Мы все осознали – душа опустела,
На ранах комком запекается кровь.
Да только из раны уже отлетела
Убитая нами слепая любовь… [5]
5
Здесь и далее в книге использованы стихи автора.
…И я почувствовала, как с последним словом печальной баллады безопасно опускаюсь на что–то надежное, упругое, мягкое и погружаюсь в глубокий, исцеляющий сон…
Плеск волн настойчиво выводил равномерную, неумолкающую мелодию жизни. Сквозь ускользающие обрывки сна я удивленно прислушивалась к монотонному шуршанию, которое невозможно спутать с чем–то другим. Несомненно, так умеют петь лишь морские волны, разрезаемые килем быстроходного парусника. Но как я оказалась на корабле?

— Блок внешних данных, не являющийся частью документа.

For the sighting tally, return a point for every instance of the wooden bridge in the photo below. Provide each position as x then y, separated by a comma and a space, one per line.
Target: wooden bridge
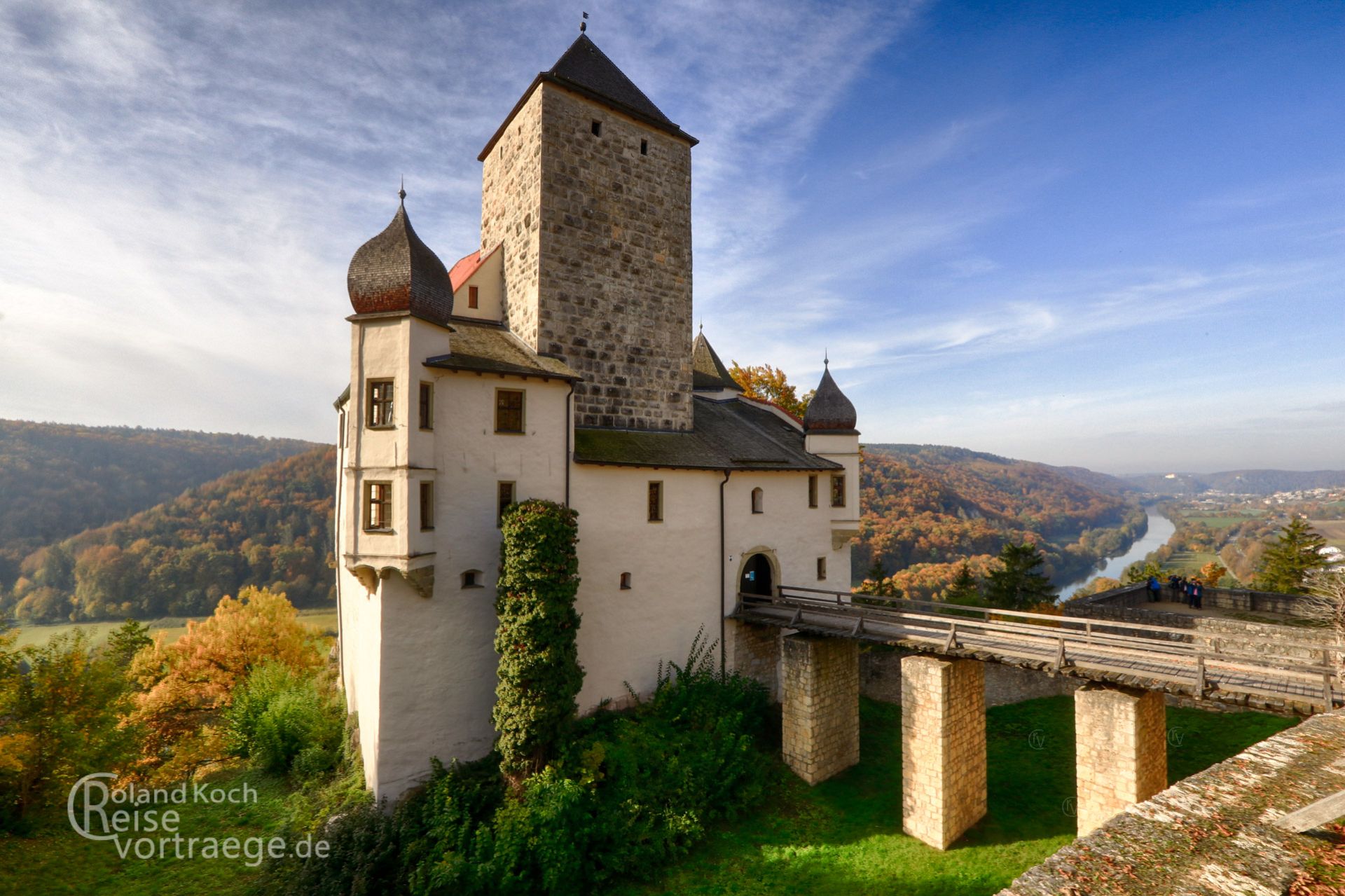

Тоненькая струйка пресной воды, сладкой и умеренно холодной, неожиданно полилась мне на губы. Я открыла рот, жадно глотнула – поняла, как сильна мучающая меня жажда – и хрипло попросила:
– Еще!
– Я так и знал, ваше высочество, что вы благополучно выкарабкаетесь из этой передряги! – уверенно заявил приятный мужской голос. – Вы напоминаете
Заинтригованная своеобразными аргументами незнакомца, я распахнула глаза и была незамедлительно наказана ослепительным лучом полуденного солнца, резанувшего меня прямо по зрачкам.
– Ой!
6
Л и н ь – корабельный трос толщиной меньше одного дюйма (25 мм).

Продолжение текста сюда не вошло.